Israeli Artillery Shelling

From September 2005 through May 2007, the same period covered by the rocket attack statistics cited above, the IDF fired 14,617 artillery shells into Gaza. This fire killed at least 59 people, wounded another 270 people, and did significant damage to many civilian structures.6 Of the 38 Palestinians killed through September 2006, 17 were children under the age of 16, 12 were women, and one was a 60-year-old man; Human Rights Watch, in its field investigations, identified 5 of the remaining 8 men as civilians.7 A subsequent artillery attack on November 8 killed or mortally wounded 23 and injured at least 40 Palestinians, all civilians. As discussed below, this last incident led to an Israeli moratorium on further use of artillery in Gaza, which continued as this report went to press in mid-June 2007.
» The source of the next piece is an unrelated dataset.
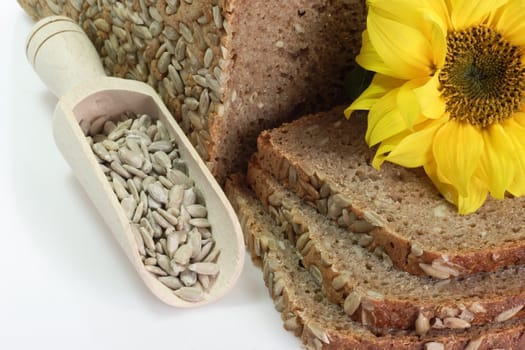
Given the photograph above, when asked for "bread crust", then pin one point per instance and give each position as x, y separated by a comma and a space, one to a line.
382, 309
328, 321
407, 253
Most of the artillery shells that the IDF fired into Gaza in this period landed in open areas, and the great majority did not result in civilian casualties. Many, however, were fired close to civilian areas, and some landed directly on homes and other civilian structures, causing serious harm and loss of life. Human Rights Watch has been unable to find any report or claim that those killed or injured by artillery fire included persons believed to be combatants, and the IDF has not responded to a Human Rights Watch request about whether any Palestinians killed or injured by artillery fire into the Gaza Strip were combatants or believed to be combatants.8 Israeli artillery strikes in 2006 also left many unexploded shells strewn on the ground that constitute a continuing hazard to lives and livelihoods.

Israeli artillery strikes hitting Beit Hanoun and nearby Beit Lahiya caused considerable civilian casualties and damage to civilian structures. On April 10, 2006, for example, Sofia Gabin told her children to hide in a cement cupboard when she heard explosions nearby. “I was afraid for them. It was the safest place,” she said.9 A shell landed directly on the house, killing her 8-year-old daughter, Hadi, and injuring 10 others. A series of strikes earlier that week leveled several homes belonging to the Abu Shamas family and injured or killed at least three civilians. The frequent shelling has also had a devastating impact on the civilian life of the northern Gaza towns.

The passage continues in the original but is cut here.